Bund, Länder und Kommunen sehen sich in den kommenden Jahren mit erheblich geringeren Steuereinnahmen konfrontiert. Laut der aktuellen Prognose des Arbeitskreises Steuerschätzung muss der Staat bis 2028 mit Mindereinnahmen in Höhe von 58,1 Milliarden Euro auskommen, eine Summe, die deutlich unter den Erwartungen vom Frühjahr liegt. Dieser Rückgang verschärft die ohnehin angespannte Haushaltslage und könnte die Spannungen innerhalb der Ampelkoalition weiter befeuern.
Finanzminister Lindner: „Zusätzliche Konsolidierung notwendig“
Der Rückgang der Steuereinnahmen betrifft insbesondere den Bund, der allein bis 2028 rund 12,7 Milliarden Euro weniger einnehmen wird. Im laufenden Jahr beträgt das Minus gegenüber der Mai-Schätzung bereits 3,4 Milliarden Euro. Auch die Länder und Kommunen sind betroffen: Für 2024 wird ein Rückgang von 2,3 Milliarden Euro bei den Ländern und 600 Millionen Euro bei den Kommunen erwartet.

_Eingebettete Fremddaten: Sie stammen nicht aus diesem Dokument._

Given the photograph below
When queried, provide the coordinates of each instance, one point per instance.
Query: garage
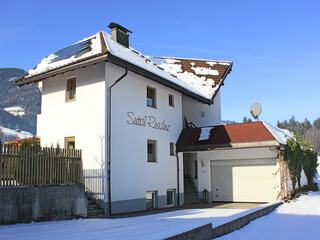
(244, 180)
(236, 162)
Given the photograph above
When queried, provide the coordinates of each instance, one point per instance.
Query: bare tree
(313, 137)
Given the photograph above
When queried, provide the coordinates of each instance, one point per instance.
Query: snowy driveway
(155, 226)
(299, 219)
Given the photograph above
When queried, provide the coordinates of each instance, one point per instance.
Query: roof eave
(51, 73)
(229, 69)
(136, 69)
(212, 147)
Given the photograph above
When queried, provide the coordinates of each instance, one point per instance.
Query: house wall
(247, 154)
(83, 118)
(131, 174)
(201, 114)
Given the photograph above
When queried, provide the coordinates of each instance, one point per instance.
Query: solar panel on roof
(76, 50)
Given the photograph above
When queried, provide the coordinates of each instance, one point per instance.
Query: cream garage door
(244, 180)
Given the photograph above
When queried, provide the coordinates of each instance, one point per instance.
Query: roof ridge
(193, 59)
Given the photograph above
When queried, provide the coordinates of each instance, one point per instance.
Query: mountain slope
(27, 97)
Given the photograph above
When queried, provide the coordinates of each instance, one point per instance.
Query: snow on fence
(37, 166)
(94, 182)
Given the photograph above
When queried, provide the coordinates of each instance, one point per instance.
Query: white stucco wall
(83, 118)
(131, 174)
(201, 114)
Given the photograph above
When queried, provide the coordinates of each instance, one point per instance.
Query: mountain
(27, 97)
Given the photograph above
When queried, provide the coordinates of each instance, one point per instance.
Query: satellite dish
(255, 110)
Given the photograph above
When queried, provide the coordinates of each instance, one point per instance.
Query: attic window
(171, 100)
(151, 97)
(71, 89)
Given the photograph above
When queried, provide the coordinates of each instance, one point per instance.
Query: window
(170, 197)
(171, 149)
(69, 143)
(171, 100)
(151, 199)
(151, 151)
(151, 97)
(195, 170)
(71, 89)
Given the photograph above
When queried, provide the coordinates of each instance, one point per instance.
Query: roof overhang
(118, 61)
(217, 147)
(163, 81)
(71, 67)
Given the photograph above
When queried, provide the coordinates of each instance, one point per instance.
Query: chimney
(119, 34)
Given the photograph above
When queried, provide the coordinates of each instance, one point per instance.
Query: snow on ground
(9, 134)
(155, 226)
(299, 219)
(16, 110)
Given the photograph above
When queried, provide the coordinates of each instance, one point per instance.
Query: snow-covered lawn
(299, 219)
(155, 226)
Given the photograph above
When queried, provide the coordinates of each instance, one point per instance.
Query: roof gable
(227, 135)
(206, 76)
(201, 78)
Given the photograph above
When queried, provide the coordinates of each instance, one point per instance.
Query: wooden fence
(37, 166)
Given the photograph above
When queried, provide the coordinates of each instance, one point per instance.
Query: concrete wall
(131, 174)
(26, 204)
(83, 118)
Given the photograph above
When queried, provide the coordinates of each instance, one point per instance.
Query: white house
(126, 112)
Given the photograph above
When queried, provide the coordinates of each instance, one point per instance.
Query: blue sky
(275, 45)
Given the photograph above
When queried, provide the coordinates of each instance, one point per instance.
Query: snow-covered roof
(9, 134)
(231, 135)
(88, 47)
(280, 134)
(204, 75)
(200, 77)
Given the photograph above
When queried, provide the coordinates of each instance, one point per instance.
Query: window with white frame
(151, 199)
(171, 100)
(151, 149)
(71, 89)
(151, 97)
(172, 149)
(171, 197)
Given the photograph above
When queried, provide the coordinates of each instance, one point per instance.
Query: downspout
(109, 135)
(178, 180)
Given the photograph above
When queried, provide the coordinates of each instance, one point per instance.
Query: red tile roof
(225, 135)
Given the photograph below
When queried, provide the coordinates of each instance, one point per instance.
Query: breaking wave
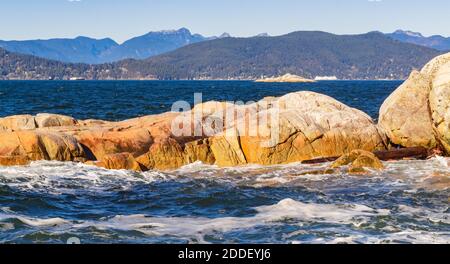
(52, 202)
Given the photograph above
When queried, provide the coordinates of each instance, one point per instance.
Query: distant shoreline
(211, 80)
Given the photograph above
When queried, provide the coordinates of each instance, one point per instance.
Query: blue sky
(122, 19)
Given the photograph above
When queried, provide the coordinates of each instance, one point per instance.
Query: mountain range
(436, 42)
(93, 51)
(306, 53)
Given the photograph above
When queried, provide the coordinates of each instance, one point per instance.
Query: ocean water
(53, 202)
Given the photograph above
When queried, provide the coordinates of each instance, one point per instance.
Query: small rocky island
(311, 126)
(287, 78)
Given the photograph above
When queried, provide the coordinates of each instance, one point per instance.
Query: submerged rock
(358, 161)
(121, 161)
(29, 122)
(295, 127)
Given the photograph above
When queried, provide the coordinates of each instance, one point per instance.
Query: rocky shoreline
(309, 126)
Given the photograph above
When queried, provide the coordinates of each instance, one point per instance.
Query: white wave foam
(35, 222)
(196, 228)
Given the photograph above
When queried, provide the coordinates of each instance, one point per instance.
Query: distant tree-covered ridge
(308, 54)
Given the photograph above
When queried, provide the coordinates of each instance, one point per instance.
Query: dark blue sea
(53, 202)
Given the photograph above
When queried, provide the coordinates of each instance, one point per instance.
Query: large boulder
(53, 120)
(29, 122)
(439, 71)
(418, 112)
(21, 147)
(296, 127)
(405, 115)
(17, 122)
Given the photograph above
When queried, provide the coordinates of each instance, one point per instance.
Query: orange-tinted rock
(19, 146)
(164, 155)
(121, 161)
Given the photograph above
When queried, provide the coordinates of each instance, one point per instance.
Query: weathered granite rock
(439, 70)
(18, 122)
(310, 125)
(52, 120)
(21, 147)
(417, 114)
(358, 160)
(405, 115)
(28, 122)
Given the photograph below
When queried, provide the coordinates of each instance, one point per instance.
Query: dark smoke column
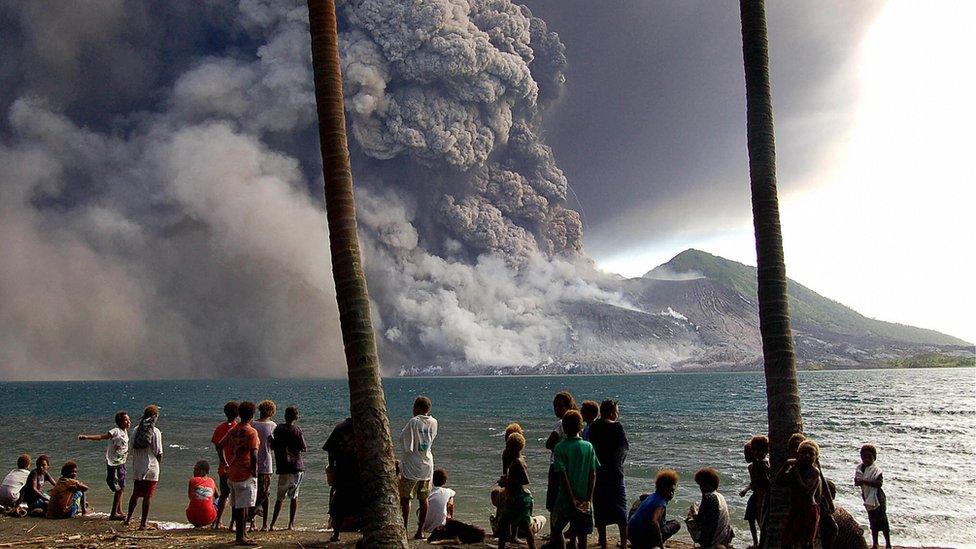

„Neue Spielräume im Haushalt ergeben sich nicht“, erklärte Finanzminister Christian Lindner (FDP) in einer Pressekonferenz in Washington. Er betonte, dass zusätzliche Einsparungen notwendig sein werden, und warnte: „Nicht jede staatliche Leistung wird noch möglich sein.“ Lindners Aussage verdeutlicht, dass der finanzielle Spielraum des Staates in den kommenden Jahren stark eingeschränkt sein wird.
Ursachen: Konjunkturschwäche und mangelnde Investitionen
Der Abschwung der Konjunktur ist laut Ökonomen der Hauptgrund für das Einbruch bei den Steuereinnahmen. Friedrich Heinemann vom Zentrum für Europäische Wirtschaftsforschung (ZEW) weist darauf hin, dass die Flaute „voll auf die Einnahmen durchschlägt“. Heinemann kritisierte, dass es unrealistisch sei, gleichzeitig in Zukunftsprojekte zu investieren und immer neue Ansprüche an den Staat zu stellen, von Pflege und Gesundheit bis hin zu Renten. „Politik und Öffentlichkeit müssen endlich aufwachen,“ so der Wirtschaftsexperte.
Opposition macht Ampelkoalition verantwortlich
Die Union gibt der Ampelkoalition die Schuld an der schwierigen finanziellen Lage. Mathias Middelberg, stellvertretender Vorsitzender der Unionsfraktion, warf SPD, Grünen und FDP vor, die aktuelle Steuerschätzung sei „das Ergebnis der chaotischen Wirtschaftspolitik“ der Bundesregierung. Er kritisierte den Dauerstreit innerhalb der Regierung, der das Vertrauen von Verbrauchern und Unternehmen zerstöre. „Die Spielräume für den Haushalt 2025 werden jetzt noch enger“, betonte Middelberg und forderte eine konsequente Sparpolitik sowie eine effektive Umstrukturierung im Haushalt.
Die Prognosen zeigen klar: Der Staat steht vor finanziell schwierigen Zeiten. Der Druck, Ausgaben zu überdenken und gezielt zu kürzen, wird in den kommenden Jahren deutlich steigen.